Yes, because none-belief in anything is the default position. Unless there is direct evidence of God, then there simply is no valid logic that can support believing such a Being can constitute an explanation for anything. Furthermore, God by definition is unexplainable or incomprehensible. The very reason people believe he exists is because they believe there is no comprehensible ultimate answers to things -- so there must be this incomprehensible Being who just decides everything. Now, how could anyone expect a true scientist to use something that cannot be explained or understood as a valid explanation for anything? The very essence of science is to advance us toward greater and greater knowledge, not toward "it can't be understood." Thirdly, we would have to ask "At what point does cause and effect stop and God kick in?" In the assumption of a God, we would never know where it is futile to look further. For instance, when people thought lightening was in fact being thrown down by gods, that constituted an explanation, and if it had never gone unchallenged, we would have never had a mechanistic understanding of lightening. Lastly, all valid theories in science must be predictable, demonstrable in some way, and falsifiable. None of these things would apply to God. God, in relationship to science, is merely imagination. When scientists do sometimes speak of God, like alluding to trying to understanding the mind of God, it is a poetic statement that underscores the profound difficulty in addressing ultimate issues. God in science is not an explanation, but only a substitute for an explanation.

 

 

   

Scientific reasons given for not believing in God

Science is based on the observation that the universe is governed by natural laws that can be tested and replicated through experiment and is used as a reliable and rational basis for prediction and engineering. Like a scientist, a scientific skeptic aims to decide claims based on verifiability and falsifiability rather than accepting claims on faith or relying on unfalsifiable categories, by utilizing critical thinking. (Opposite of what is known as the true-believer syndrome.)

Most theistic religions teach that mankind and the universe were created by one or more deities and that this deity continues to act in the universe. Many people, including both atheists and theists, feel that this view is in conflict with both the discoveries of modern science (especially in cosmology, astronomy, biology and quantum physics) and also the fundamental principles of science; Science and theistic religions are mutually exclusive philosophies. Many believers in the validity of science, acknowledging this contradiction, do not believe the existence of a deity or deities actively involved in the universe.

Evolutionary science describes how complex life has developed through a process of mutation, adaptation and natural selection. It asserts that every species of life on this planet, past and present, are products of a stochastic process. Similarly modern humans have only existed for the last 0.0015% (approximately 100,000 years) of the age of the universe, the Earth's Sun is one star among billions in the Milky Way, which is a galaxy among billions of others. It is also now known that humans share 98% of our genetic code with chimpanzees, 90% with mice, 21% with roundworms, and fully 7% with the bacterium E. coli. This scientific perspective is quite different from that of most theistic religions, which give humans a unique and central status (anthropic principle). In the Abrahamic religions, for instance, humans are thought to be created 'in God's image' and to be of a qualitatively different order of life than the 'beasts of the Earth'.
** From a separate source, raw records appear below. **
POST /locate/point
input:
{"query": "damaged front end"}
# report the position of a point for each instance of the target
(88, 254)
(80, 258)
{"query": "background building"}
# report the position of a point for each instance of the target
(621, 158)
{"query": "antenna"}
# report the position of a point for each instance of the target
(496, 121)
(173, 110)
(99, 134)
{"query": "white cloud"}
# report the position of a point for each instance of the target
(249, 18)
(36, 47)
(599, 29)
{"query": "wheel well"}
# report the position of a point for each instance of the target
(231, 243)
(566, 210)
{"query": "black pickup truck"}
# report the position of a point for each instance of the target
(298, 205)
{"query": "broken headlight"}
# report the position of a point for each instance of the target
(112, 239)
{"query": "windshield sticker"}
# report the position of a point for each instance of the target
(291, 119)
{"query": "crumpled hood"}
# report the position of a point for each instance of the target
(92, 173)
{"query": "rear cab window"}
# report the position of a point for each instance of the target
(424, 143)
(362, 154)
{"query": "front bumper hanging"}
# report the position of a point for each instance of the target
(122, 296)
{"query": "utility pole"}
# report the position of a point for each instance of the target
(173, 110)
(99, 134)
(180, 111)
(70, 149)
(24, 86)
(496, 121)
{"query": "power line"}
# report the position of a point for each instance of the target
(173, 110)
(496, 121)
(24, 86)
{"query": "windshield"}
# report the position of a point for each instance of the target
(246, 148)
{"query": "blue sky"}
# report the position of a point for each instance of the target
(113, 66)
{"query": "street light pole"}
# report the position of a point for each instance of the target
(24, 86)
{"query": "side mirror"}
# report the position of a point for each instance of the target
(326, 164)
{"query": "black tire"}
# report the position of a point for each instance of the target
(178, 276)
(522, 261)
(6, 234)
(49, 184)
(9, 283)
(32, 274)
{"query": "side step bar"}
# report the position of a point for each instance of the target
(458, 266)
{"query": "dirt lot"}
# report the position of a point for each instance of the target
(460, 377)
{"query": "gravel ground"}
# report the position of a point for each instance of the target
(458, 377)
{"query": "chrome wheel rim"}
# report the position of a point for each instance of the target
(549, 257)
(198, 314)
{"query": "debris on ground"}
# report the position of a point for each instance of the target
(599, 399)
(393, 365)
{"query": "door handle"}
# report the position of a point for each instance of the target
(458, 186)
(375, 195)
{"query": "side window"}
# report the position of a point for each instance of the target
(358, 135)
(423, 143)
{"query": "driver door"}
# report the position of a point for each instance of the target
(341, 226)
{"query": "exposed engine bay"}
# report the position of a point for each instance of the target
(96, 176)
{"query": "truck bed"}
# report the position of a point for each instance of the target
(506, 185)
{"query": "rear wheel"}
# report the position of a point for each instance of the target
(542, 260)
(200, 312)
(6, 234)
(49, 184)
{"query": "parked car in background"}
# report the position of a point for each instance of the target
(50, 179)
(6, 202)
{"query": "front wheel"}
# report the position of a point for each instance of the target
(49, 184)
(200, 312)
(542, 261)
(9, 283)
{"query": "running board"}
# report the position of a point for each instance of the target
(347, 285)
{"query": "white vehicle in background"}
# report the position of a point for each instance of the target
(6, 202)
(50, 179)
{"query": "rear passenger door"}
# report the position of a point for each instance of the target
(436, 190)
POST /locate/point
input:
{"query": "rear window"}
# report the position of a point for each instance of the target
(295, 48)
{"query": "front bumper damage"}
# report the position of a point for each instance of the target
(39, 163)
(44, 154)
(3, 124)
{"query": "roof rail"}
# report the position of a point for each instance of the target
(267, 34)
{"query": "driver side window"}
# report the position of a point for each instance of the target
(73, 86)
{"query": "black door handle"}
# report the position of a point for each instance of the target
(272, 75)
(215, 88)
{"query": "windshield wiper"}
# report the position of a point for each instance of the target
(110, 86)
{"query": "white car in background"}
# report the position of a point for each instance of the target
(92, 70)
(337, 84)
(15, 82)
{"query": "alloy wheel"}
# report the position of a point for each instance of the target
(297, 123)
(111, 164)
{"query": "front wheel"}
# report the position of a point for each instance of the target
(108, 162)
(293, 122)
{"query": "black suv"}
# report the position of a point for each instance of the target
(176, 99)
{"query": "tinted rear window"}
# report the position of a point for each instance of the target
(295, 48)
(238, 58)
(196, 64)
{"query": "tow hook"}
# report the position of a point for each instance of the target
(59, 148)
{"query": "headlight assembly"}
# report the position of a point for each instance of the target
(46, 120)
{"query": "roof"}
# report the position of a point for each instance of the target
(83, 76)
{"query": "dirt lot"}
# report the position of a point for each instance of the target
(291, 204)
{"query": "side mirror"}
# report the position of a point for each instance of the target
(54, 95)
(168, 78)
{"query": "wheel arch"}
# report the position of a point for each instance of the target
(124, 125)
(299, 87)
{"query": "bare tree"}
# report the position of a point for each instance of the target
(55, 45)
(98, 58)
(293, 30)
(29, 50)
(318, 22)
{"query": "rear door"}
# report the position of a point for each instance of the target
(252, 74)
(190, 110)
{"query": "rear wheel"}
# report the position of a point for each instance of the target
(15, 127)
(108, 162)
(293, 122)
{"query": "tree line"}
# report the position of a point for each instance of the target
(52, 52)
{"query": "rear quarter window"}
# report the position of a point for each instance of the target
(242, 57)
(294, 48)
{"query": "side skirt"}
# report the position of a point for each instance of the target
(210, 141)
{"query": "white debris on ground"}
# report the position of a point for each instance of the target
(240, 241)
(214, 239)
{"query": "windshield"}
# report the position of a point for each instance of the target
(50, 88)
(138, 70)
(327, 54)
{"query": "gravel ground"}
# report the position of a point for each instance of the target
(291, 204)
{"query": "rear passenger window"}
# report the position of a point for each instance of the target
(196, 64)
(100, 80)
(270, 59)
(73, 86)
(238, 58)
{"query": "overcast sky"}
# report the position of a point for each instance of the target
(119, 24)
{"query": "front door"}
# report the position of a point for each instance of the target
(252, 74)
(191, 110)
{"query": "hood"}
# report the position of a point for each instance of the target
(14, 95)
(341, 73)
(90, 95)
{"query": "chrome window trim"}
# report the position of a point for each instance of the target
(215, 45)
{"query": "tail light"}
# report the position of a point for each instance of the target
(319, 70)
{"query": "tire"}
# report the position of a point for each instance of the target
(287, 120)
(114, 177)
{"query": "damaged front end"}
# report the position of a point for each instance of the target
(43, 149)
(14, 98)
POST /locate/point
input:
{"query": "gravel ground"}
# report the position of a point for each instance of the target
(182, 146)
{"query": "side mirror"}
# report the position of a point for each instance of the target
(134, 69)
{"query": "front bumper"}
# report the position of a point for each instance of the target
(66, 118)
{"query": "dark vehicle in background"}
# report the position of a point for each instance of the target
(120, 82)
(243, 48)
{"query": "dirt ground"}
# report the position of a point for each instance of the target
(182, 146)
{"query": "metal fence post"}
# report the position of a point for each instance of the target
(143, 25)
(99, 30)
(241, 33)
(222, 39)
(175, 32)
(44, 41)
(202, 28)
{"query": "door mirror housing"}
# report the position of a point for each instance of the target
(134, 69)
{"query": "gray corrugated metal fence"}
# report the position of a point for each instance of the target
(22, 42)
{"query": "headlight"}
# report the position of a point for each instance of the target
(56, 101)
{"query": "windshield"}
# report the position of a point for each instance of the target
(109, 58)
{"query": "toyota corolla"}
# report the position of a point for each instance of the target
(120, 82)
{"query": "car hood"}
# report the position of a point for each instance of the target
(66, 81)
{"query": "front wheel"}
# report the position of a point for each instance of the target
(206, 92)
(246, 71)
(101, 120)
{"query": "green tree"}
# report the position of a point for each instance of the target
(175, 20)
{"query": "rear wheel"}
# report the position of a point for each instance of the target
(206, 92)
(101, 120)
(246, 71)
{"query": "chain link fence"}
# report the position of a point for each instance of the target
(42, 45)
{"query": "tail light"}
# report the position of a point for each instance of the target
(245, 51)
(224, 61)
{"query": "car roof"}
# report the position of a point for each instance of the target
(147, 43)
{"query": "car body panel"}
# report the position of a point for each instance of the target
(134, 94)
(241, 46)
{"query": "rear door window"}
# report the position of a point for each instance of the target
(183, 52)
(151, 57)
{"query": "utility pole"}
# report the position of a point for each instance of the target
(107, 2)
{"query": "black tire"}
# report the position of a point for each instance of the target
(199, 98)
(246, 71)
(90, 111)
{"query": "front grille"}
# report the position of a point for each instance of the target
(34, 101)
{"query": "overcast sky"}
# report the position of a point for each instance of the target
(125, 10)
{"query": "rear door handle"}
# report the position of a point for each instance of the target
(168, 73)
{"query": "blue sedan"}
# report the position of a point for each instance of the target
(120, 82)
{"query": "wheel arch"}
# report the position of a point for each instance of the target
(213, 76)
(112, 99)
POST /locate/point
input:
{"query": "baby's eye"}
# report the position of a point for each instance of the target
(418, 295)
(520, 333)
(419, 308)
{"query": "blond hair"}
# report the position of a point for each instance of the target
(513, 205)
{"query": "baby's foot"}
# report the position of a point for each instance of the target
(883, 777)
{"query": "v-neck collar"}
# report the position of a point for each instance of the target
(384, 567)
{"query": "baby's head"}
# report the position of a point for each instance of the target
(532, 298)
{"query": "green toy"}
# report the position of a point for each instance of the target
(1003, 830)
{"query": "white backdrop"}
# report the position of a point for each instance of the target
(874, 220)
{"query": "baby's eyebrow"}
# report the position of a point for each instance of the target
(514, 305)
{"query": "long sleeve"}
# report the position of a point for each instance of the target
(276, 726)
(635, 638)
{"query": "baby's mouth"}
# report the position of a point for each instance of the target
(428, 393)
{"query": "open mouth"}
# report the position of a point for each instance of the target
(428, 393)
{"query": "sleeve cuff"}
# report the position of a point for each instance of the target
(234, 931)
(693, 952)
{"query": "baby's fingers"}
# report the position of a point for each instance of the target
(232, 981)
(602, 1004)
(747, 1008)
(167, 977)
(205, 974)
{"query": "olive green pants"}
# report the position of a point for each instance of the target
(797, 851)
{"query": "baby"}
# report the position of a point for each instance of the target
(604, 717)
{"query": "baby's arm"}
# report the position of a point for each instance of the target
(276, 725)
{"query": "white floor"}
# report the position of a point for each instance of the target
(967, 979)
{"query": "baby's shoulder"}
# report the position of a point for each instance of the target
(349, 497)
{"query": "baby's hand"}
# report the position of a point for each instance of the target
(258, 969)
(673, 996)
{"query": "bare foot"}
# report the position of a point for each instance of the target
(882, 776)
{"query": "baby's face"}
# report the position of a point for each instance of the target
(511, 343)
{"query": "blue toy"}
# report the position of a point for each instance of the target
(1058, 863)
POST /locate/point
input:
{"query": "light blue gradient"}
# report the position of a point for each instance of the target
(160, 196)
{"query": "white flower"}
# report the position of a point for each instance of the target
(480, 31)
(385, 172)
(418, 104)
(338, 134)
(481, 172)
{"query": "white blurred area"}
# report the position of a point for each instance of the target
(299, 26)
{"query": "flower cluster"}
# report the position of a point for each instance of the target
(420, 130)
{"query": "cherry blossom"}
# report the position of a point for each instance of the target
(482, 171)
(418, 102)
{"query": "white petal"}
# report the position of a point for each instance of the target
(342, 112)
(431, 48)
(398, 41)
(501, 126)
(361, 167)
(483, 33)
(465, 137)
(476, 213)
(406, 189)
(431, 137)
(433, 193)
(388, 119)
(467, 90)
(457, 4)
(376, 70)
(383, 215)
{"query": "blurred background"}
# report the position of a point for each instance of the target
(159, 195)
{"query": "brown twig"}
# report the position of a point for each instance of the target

Scientific progress has been offered as a means to disprove religious claims. Most religions that involve supernatural entities and forces are linked to unexplained physical phenomena. In Ancient Greece, for instance, Hades was the god of the dead, Helios the god of the sun, Zeus the god of thunder, and Poseidon the god of earthquakes and the sea. In the absence of any scientific theory that could explain a given phenomenon, people who sought an explanation attributed its cause to supernatural forces, an argument that has come to be known as God of the gaps. Throughout history, most of these phenomena have been explained through the scientific method and found to conform to natural laws.